A woman from the audience who doesn't like mice has to put her hand in boxes which may contain a mouse to show fear heightening predictability. The big reveal is that there is no mouse. Then, to up the non-existent stakes, a pre-recorded guy has to stamp on polystyrene cups which may contain an upturned knife. Clever little Derren correctly predicts the cups the guy will not stamp on, and good job because the last cup is hiding a mouse. Applause all round.
Splendidly, though he demonstrates these theories, he doesn't explain them in any depth. It's the most delicious bit of showmanship. I love a bit of devious psychology. But then he opens up a bit more. Some 'deep maths' (whatever that is) in a heads and tails experiment. And then, mirroring a classic guess the weight of the ox county fair competition, he applies the wisdom of crowds to the lottery. A group of people are asked to predict the next balls in a lottery sequence, which he then averages out. With this strategy he got as far as predicting three of the numbers. Woo.
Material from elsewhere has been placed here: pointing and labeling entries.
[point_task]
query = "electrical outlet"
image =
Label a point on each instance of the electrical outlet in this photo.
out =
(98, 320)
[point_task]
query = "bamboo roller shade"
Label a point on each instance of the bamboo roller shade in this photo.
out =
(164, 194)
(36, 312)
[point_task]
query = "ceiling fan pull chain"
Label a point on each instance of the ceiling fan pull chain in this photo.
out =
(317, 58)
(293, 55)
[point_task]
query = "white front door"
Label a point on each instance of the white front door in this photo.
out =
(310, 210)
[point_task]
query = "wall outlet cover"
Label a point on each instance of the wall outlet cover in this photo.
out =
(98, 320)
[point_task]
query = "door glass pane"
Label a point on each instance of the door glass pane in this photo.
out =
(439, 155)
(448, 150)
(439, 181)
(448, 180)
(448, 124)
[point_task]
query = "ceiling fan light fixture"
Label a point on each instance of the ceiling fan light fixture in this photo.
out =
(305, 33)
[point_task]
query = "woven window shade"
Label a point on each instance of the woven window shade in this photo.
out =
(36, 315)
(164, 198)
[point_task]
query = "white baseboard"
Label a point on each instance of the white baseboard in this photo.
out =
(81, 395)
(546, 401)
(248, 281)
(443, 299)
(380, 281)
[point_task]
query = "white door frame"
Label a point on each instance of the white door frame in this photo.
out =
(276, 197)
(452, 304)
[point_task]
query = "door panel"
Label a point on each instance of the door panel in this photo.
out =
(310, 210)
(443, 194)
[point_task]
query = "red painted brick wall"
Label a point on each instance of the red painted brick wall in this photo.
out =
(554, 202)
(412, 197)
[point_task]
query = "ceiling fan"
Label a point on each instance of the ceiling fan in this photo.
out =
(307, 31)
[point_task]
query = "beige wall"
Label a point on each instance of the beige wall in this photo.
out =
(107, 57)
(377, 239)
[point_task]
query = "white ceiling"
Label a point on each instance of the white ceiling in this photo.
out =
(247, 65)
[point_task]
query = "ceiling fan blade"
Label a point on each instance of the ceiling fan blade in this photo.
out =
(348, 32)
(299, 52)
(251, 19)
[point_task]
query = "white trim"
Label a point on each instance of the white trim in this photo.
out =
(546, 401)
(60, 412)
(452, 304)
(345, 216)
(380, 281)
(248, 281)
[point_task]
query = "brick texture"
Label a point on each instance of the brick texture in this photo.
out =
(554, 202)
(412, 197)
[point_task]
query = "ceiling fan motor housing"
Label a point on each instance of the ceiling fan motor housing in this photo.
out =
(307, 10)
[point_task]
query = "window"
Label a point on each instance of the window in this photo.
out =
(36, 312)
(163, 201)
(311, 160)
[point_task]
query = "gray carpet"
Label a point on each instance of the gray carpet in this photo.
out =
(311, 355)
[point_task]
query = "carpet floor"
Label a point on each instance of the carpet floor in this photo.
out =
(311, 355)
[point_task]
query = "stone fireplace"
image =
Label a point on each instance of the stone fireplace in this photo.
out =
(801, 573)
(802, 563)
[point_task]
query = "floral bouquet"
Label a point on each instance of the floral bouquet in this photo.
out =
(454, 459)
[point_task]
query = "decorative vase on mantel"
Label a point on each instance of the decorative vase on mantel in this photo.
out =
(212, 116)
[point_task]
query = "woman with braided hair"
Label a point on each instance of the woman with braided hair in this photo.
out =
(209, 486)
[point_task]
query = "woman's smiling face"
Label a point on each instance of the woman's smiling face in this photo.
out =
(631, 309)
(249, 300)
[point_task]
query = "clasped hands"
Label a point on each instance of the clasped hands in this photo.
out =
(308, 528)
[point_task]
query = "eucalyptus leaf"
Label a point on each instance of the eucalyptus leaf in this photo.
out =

Then he's onto automatic writing, the old spiritualist trick, with his panel. Four numbers correct. And the day of the lottery draw dawns and his team are off again, automatic writing. Numbers correct as we knew, and the group are ecstatic. But then he offers an alternative solution to the doubters, smuggling weighted balls into the machine, which he strenuously denies.
I am utterly credulous. I uncritically believe anything magicians or showmen like tiny DB say. So seeing someone so fundamentally untrustworthy demonstrate the different theories with such scant and partial explations was never really going to be very much help. Especially as he wants to continue his career and use similar techniques over and over.
He's funny, he's smart, he's devious, he's a nightmare. Derren is a Bond villain, Rasputin and every boyfriend I've ever had. This show was the obvious anticlimax it was set up to be after his audacious stunt. But I don't want to see how he does it really. Perhaps I'm naive or lack curiosity, but the amazing thig is he did it. And, tiny and annoying as he is, he's done something none of us will ever do - not choose the right numbers for the lottery but explode the dreams of a greedy nation that these things are easy.